JC  Now I notice that the Museum has weather records in its collection and your father’s name, a pen signature, appears on them.  Can you tell me about that?

AP  Yes.  I’m not quite sure when he started doing it.  It had been done in the garden next door by old Mr. Trotman and when he didn’t want to do it any longer, it was arranged with the Meteorological Office that it could be transferred over the wall into the Stiby’s garden.  From then on father did it religiously every day.  Measuring the rainfall, if there had been any, and also taking temperatures, maximum and minimum, and writing them in these great big books.  And also filling in cards for the Meteorological Office which he sent up every month so that their records also were added to.

JC  And they were also published in the Bridport News?

AP  Yes, they used to ask, I think once a month, for the back month’s rainfall – particularly the rainfall – and temperatures.

JC  And you moved away from Beaminster for part of your life.  How old were you when you went away?

AP  Well I went away, initially, to college.  So I was 18 when I went to college in Bristol and then I stayed away when I’d passed my exams as a pharmacist and then I worked for a while in Dorchester Hospital and then I moved, after that, to London.  I fancied the bright lights of London and I went to work at St.

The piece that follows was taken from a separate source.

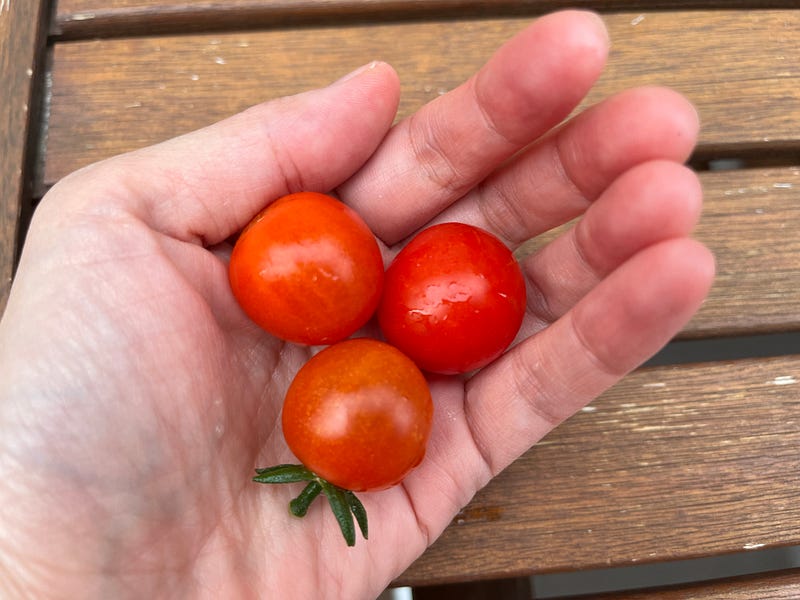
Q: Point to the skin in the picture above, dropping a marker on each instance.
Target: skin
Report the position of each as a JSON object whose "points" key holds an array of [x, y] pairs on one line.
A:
{"points": [[136, 397]]}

Thomas’s as pharmacist.

JC  And what brought you back to Beaminster?

AP  I came back initially, to Sherborne partly, being an only child and my parents getting older, I wanted to be nearer them to help but not right on the doorstep.  I was able to come over if they needed me or, probably most weekends at some time, to see them to make sure that they were all right.

JC  And did you practice as a pharmacist when you moved back to Dorset.

AP  Oh yes.  Sherborne.  I went to Sherborne Hospital and was a pharmacist there under……….. that comes under Dorchester Hospital and the Chief Pharmacist I worked under initially, before I went to London, was still here so when I applied for the post I think I had the ‘in’ there.  (Laughter)

JC  And when did you move on down to Beaminster?

AP  Well, when I came to Sherborne I wasn’t married but I got in touch………… well, he got in touch with me again after his wife died and wanted to meet up again.  Somebody I knew in London and so we got together again and decided to get married  now, nearly 20 years ago.   We lived in Sherborne initially and then, I was still working in the hospital then, my father died and I decided that it was high time I gave up work so I took up early retirement and so we moved to Beaminster to be supportive of my mother when she was on her own.  

JC  And here you’ve been ever since.

AP  Here I’ve been ever since.

JC  That was absolutely smashing Ann, thank you so much for talking to me and I really enjolyed it enormously.  Thank you very much indeed.